This bulletin summarizes a chapter on contingency planning in the
forthcoming NIST handbook on computer security.  References are
available in the handbook.

Contingency Planning
Contingency planning involves more than planning for a move
offsite after a disaster destroys a data center.  It also
addresses how to keep an organization's critical functions
operating in the event of disruptions, both large and small. 
This broader perspective on contingency planning is based on the
distribution of computer support throughout an organization.  The
contingency planning process involves the following steps:

  Identifying the mission- or business-critical functions,
  Identifying the resources that support the critical functions,
  Anticipating potential contingencies or disasters,
  Selecting contingency planning strategies,
  Implementing the contingency strategies, and
  Testing and revising the strategy.  

Identifying the Mission- or Business-Critical Functions
Protecting the continuity of an organization's mission or
business is very difficult if it is not clearly identified. 
Managers need to understand the organization from a point of view
that usually extends beyond the area they control.  The
definition of an organization's critical mission or business
functions is often called a business plan.

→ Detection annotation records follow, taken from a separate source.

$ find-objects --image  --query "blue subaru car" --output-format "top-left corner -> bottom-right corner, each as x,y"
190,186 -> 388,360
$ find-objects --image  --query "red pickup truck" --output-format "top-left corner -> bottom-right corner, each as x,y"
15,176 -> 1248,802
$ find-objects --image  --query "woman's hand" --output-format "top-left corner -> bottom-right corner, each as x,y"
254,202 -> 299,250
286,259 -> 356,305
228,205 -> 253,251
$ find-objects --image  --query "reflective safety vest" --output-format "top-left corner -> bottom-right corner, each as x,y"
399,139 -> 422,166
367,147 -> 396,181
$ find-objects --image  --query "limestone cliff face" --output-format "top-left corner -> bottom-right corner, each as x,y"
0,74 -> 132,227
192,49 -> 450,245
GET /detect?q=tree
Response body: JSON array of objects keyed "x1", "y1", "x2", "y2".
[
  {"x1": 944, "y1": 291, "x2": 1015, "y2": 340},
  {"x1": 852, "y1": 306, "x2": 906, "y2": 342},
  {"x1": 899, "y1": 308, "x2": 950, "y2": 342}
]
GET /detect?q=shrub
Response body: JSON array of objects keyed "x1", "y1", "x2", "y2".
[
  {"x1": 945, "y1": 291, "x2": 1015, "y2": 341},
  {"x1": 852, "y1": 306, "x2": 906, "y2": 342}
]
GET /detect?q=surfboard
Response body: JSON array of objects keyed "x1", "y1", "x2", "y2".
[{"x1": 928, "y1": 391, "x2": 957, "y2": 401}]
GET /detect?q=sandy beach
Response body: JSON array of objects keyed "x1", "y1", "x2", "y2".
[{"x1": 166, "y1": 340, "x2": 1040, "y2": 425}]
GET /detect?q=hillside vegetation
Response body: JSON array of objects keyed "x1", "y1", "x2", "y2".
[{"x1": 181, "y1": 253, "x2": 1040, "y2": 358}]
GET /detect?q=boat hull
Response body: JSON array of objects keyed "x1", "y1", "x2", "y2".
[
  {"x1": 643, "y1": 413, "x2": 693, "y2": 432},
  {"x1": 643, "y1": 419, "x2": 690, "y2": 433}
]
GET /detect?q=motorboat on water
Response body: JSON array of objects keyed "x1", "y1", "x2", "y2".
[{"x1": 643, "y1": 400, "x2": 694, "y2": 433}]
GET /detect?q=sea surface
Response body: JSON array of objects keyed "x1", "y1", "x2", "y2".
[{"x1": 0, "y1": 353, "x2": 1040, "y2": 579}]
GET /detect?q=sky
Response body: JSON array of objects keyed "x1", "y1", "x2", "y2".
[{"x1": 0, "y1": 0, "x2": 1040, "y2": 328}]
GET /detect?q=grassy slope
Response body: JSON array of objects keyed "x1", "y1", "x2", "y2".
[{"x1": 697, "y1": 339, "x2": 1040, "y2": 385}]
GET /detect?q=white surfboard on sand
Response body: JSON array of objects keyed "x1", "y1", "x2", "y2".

Since the development of a business plan will be used to support
contingency planning, it is necessary not only to identify
critical missions and businesses, but also to set priorities for
them.  A fully redundant capability for each function is
prohibitively expensive for most organizations.  In the event of
a disaster, certain functions will not be performed.  If
appropriate priorities have been set (and approved by senior
management), it could mean the difference in the organization's
ability to survive a disaster.  

Identifying the Resources That Support Critical Functions
After identifying critical missions and business functions, it is
necessary to identify the supporting resources, the time frames
in which each resource is used (e.g., is the resource needed
constantly or only at the end of the month?), and the effect on
the mission or business of the unavailability of the resource. 
In identifying resources, a traditional problem has been that
different managers oversee different resources.  They may not
realize how resources interact to support the organization's
mission or business.  Many of these resources are not computer
resources.  Contingency planning should address all the resources
needed to perform a function, regardless whether they directly
relate to a computer.   

The analysis of needed resources should be conducted by those who
understand how the function is performed and the dependencies of
various resources on other resources and other critical
relationships.  This will allow an organization to assign
priorities to resources since not all elements of all resources
are crucial to the critical functions.  

Human Resources
People are perhaps an organization's most obvious resource.  Some
functions require the effort of specific individuals, some
require specialized expertise, and some only require individuals
who can be trained to perform a specific task.  Within the
information technology field, human resources include both
operators (such as technicians or system programmers) and users
(such as data entry clerks or information analysts).

Processing Capability
Traditionally contingency planning has focused on processing
power (i.e., if the data center is down, how can applications
dependent on it continue to be processed?).  Although the need
for data center backup remains vital, today's other processing
alternatives are also important.  Local area networks (LANs),
minicomputers, workstations, and personal computers in all forms
of centralized and distributed processing may be performing
critical tasks.  

Automated Applications and Data 
Computer systems run applications that process data.  Without
current electronic versions of both applications and data,
computerized processing may not be possible.  If the processing
is being performed on alternate hardware, the applications must
be compatible with the alternate hardware, operating systems and
other software (including version and configuration), and
numerous other technical factors.  Because of the complexity, it
is normally necessary to periodically verify compatibility.  (See
Testing and Revising.)

Computer-Based Services
An organization uses many different kinds of computer-based
services to perform its functions.  The two most important are
normally communications services and information services. 
Communications can be further categorized as data and voice
communications; however, in many organizations these are managed
by the same service.  Information services include any source of
information outside of the organization.  Many of these sources
are becoming automated, including on-line government and private
databases, news services, and bulletin boards.  

Physical Infrastructure  
For people to work effectively, they need a safe working
environment and appropriate equipment and utilities.  This can
include office space, heating, cooling, venting, power, water,
sewage, other utilities, desks, telephones, fax machines,
personal computers, terminals, courier services, file cabinets,
and many other items.  In addition, computers also need space and
utilities, such as electricity.  Electronic and paper media used
to store applications and data also have physical requirements.

Documents and Papers
Many functions rely on vital records and various documents,
papers, or forms.  These records could be important because of a
legal need (such as being able to produce a signed copy of a
loan) or because they are the only record of the information. 
Records can be maintained on paper, microfiche, microfilm,
magnetic media, or optical disk.  

Anticipating Potential Contingencies or Disasters
Although it is impossible to think of all the things that can go
wrong, the next step is to identify a likely range of problems. 
The development of scenarios will help an organization develop a
plan to address the wide range of things that can go wrong.  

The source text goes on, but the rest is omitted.